Amid all of these issues, Zynga is hoping that some long-term deals will pay off, and the company is doing everything in its power to ensure they hedge their bets and keep the empire afloat. One place where extra work is taking place is on Capitol Hill. As the Wall Street Journal reports the company is spending upwards of $75,000 to lobby for the right to legalize in-game betting scenarios with real money. A new spin on the company’s king-making in-app purchasing structure, in-game betting could revitalize and even boost the company’s game-based revenue stream.
Zynga’s also hoping that its licensing partnerships will stabilize the company, particularly a CBS game show pilot based on Draw Something, with Ryan Seacrest serving as executive producer. Both of these strategies aren’t sure things — the risk involved could still drive stock and shareholders out of their corner.

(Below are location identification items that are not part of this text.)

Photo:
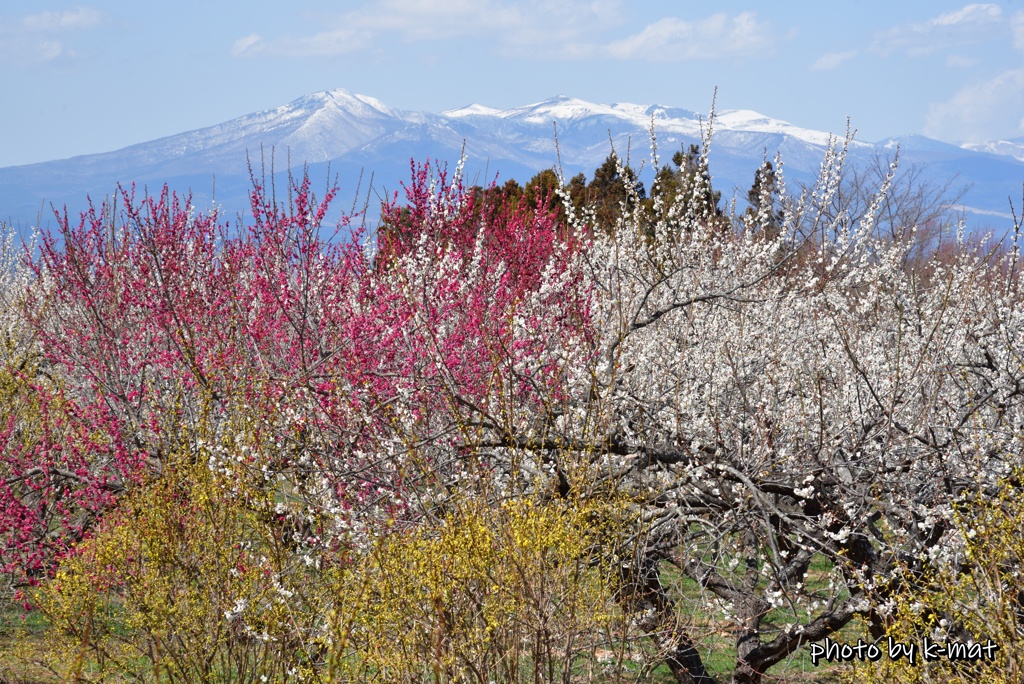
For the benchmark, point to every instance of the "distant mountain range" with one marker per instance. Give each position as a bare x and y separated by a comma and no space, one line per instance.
351,134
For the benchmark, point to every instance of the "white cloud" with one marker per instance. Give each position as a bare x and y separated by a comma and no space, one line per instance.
971,24
718,36
536,28
980,111
80,17
251,44
962,61
42,38
830,60
1017,27
325,43
530,27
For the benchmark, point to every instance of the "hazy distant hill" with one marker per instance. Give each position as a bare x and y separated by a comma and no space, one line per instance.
349,133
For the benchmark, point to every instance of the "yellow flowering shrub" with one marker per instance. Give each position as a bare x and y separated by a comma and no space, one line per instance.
186,581
505,594
967,622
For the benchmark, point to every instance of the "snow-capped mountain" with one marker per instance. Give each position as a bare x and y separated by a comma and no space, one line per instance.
1013,147
346,134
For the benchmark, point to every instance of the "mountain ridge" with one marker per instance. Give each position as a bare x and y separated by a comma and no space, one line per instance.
351,132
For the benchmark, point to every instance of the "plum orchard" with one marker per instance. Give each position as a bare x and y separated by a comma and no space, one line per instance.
267,451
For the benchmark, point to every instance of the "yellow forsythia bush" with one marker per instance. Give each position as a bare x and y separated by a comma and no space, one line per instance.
967,622
503,593
186,581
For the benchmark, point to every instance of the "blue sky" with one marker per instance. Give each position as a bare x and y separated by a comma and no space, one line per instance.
97,76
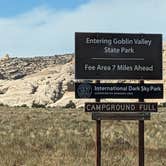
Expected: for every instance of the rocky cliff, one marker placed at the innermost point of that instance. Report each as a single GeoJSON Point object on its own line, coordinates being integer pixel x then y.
{"type": "Point", "coordinates": [43, 81]}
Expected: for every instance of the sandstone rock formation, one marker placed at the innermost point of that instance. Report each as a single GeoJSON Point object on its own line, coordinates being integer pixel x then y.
{"type": "Point", "coordinates": [45, 82]}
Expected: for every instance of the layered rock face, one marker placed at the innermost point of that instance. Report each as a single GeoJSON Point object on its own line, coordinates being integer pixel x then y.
{"type": "Point", "coordinates": [45, 81]}
{"type": "Point", "coordinates": [40, 81]}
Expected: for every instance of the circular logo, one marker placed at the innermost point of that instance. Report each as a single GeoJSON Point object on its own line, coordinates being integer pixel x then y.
{"type": "Point", "coordinates": [84, 90]}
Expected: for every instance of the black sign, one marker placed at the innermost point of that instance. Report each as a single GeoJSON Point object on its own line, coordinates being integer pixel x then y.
{"type": "Point", "coordinates": [120, 107]}
{"type": "Point", "coordinates": [118, 90]}
{"type": "Point", "coordinates": [118, 56]}
{"type": "Point", "coordinates": [120, 116]}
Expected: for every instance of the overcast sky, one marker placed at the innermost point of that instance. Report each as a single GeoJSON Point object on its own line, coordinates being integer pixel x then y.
{"type": "Point", "coordinates": [47, 27]}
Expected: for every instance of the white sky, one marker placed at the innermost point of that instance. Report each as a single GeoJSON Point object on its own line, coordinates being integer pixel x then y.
{"type": "Point", "coordinates": [45, 31]}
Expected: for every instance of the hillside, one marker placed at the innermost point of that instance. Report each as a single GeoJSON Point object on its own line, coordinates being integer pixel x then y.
{"type": "Point", "coordinates": [43, 81]}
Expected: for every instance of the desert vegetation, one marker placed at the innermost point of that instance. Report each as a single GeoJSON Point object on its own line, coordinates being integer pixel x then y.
{"type": "Point", "coordinates": [66, 137]}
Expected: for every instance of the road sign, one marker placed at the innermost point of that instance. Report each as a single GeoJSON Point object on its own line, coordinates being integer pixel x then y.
{"type": "Point", "coordinates": [121, 107]}
{"type": "Point", "coordinates": [118, 56]}
{"type": "Point", "coordinates": [118, 90]}
{"type": "Point", "coordinates": [120, 116]}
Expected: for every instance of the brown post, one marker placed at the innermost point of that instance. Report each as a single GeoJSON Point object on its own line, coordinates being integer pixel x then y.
{"type": "Point", "coordinates": [141, 136]}
{"type": "Point", "coordinates": [98, 138]}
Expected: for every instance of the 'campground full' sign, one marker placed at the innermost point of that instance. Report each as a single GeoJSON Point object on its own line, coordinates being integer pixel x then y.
{"type": "Point", "coordinates": [118, 56]}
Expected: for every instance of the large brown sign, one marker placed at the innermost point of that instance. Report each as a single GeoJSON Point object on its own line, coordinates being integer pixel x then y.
{"type": "Point", "coordinates": [118, 56]}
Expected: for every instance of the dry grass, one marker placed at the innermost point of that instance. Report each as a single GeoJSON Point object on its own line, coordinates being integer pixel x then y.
{"type": "Point", "coordinates": [59, 137]}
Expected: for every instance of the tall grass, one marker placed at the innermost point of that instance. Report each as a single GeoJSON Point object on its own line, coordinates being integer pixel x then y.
{"type": "Point", "coordinates": [66, 137]}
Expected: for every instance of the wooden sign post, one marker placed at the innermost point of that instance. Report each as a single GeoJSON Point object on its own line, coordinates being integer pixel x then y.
{"type": "Point", "coordinates": [100, 56]}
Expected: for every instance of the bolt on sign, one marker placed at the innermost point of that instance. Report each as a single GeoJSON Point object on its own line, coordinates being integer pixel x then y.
{"type": "Point", "coordinates": [118, 56]}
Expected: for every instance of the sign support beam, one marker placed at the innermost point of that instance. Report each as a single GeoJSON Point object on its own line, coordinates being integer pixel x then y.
{"type": "Point", "coordinates": [141, 136]}
{"type": "Point", "coordinates": [98, 138]}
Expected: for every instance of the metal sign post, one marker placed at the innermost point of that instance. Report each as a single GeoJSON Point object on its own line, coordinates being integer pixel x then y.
{"type": "Point", "coordinates": [141, 136]}
{"type": "Point", "coordinates": [98, 138]}
{"type": "Point", "coordinates": [114, 56]}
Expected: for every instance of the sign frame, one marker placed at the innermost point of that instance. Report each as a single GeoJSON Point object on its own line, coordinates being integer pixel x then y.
{"type": "Point", "coordinates": [89, 56]}
{"type": "Point", "coordinates": [119, 90]}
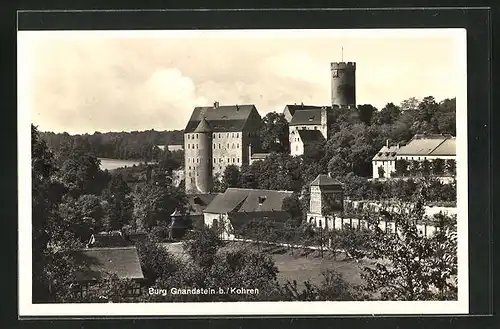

Mired in lawsuits from all sides and struggling for air amid the social gaming fold, it’s a wonder that Zynga’s able to cope. But virtually nothing is done on the end of Pincus or his C-suite to make any real changes to the company’s strategy. Pincus is peddling that the company’s “long-term strategies” will mean success and deflecting any hints of trouble, seemingly sweeping the company’s problems under the rug until the next scheme lands. After a long look at Zynga’s strategy, it looks like nothing more than a house of cards, built upon aggressive strategy after aggressive strategy, that’s merely a rustle (or a well-placed lawsuit) from crumbling.
The next few months will indicate whether the company has enough at its core to rebound and experience new growth. But the crops are neglected — it’s going to take plenty of TLC to get the farm moving again.